The One Health Monkey Fever Risk project, which began in 2017, attempted to understand this spread better and to subsequently, predict the risk of spread of KFD in Shivamogga district. The project’s first scientific paper, published earlier this month, identifies high-risk areas as those with higher forest loss, higher proportion of plantations, closer to evergreen moist forests and with higher cattle densities (which is a blood source for ticks and is often grazed within KFDV-infected forests). The model’s prediction for hotspots in the 2019 correlated with the outbreak seen last year.
The risk map helped the KFD surveillance team pivot from being reactive, as was the established protocol, to being proactive in 2020.

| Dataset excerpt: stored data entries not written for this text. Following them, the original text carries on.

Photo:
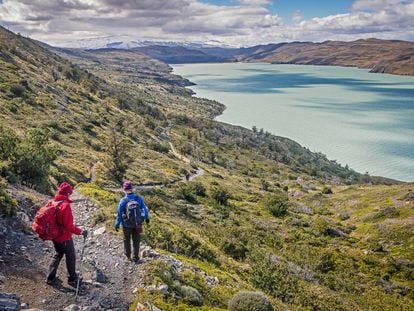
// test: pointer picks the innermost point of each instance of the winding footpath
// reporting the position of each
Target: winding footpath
(110, 281)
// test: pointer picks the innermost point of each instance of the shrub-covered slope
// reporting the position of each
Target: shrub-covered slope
(257, 212)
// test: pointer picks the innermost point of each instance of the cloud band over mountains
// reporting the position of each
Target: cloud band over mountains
(241, 23)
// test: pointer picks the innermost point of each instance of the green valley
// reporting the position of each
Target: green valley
(239, 209)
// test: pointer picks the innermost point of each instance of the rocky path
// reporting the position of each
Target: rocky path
(109, 280)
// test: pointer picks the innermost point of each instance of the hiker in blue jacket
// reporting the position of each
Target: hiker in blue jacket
(132, 211)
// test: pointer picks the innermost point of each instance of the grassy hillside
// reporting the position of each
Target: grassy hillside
(382, 56)
(264, 213)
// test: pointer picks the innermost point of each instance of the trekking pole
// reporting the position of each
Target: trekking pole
(80, 267)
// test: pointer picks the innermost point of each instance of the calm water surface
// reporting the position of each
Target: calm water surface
(359, 118)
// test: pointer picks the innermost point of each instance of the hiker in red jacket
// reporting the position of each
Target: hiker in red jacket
(64, 243)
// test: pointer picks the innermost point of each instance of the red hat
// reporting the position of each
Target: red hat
(127, 186)
(65, 189)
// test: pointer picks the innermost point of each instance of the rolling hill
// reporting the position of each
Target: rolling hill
(265, 214)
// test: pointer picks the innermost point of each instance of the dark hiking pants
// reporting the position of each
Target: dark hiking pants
(134, 234)
(66, 248)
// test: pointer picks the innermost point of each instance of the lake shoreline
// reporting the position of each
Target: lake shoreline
(199, 89)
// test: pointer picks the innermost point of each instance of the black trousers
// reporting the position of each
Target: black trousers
(134, 234)
(66, 248)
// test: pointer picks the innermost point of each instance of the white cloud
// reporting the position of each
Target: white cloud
(297, 16)
(246, 22)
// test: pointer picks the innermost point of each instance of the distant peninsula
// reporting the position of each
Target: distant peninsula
(381, 56)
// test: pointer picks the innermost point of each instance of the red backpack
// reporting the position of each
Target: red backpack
(45, 224)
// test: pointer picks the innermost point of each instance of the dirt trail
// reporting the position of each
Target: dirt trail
(24, 261)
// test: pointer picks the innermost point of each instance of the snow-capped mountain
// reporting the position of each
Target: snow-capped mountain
(125, 42)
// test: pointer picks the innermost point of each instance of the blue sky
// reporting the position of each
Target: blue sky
(89, 23)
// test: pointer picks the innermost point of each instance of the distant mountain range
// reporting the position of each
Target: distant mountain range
(383, 56)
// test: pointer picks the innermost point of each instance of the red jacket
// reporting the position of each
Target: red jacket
(64, 218)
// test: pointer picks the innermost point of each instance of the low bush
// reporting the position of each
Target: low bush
(235, 249)
(17, 90)
(250, 301)
(191, 295)
(272, 276)
(277, 204)
(8, 205)
(326, 190)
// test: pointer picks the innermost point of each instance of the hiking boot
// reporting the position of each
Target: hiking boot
(53, 282)
(74, 281)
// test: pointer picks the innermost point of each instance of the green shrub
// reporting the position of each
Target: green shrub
(8, 205)
(326, 263)
(198, 188)
(161, 148)
(189, 191)
(272, 276)
(235, 249)
(186, 192)
(172, 239)
(220, 195)
(277, 204)
(17, 90)
(34, 156)
(191, 295)
(250, 301)
(326, 190)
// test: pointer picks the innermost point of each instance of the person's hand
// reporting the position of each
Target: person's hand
(84, 232)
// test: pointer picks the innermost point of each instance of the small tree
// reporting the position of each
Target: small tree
(220, 195)
(118, 157)
(34, 156)
(250, 301)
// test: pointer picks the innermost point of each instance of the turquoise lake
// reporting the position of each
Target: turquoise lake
(358, 118)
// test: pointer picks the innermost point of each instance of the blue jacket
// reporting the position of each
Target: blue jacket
(121, 208)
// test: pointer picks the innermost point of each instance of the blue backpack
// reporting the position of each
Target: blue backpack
(133, 217)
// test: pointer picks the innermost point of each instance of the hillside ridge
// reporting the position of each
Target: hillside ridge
(266, 215)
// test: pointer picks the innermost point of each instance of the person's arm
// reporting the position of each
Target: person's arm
(119, 214)
(67, 220)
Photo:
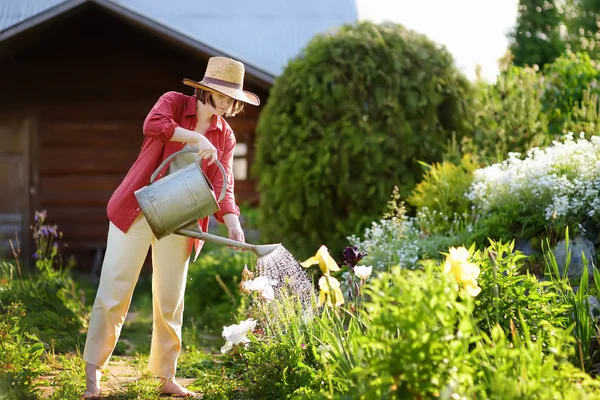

“Generally, a monkey or human death would trigger vaccination drives in a 5-km radius around the infected spot. But, with this predictive information, we could ensure potential hotspots were vaccinated even before the detection of a single case,” says N Darshan from the Department of Health and Family Welfare, Karnataka and one of the authors of the paper.
Waiting for the rains
In parts of the country, state governments have begun strategies to remove lockdown restrictions, while uncertainty looms in the COVID-19 hotspots. However, in Shivamogga’s KFDV hotspots, restrictions in forest and plantation access depend entirely on monsoon rains.
“When the rains come, the ticks go away. Until then, hamlets in the hotspot will always carry the chance of contracting KFDV. We’ll try to enforce their lockdown restrictions as much as possible,” says Chandraraju.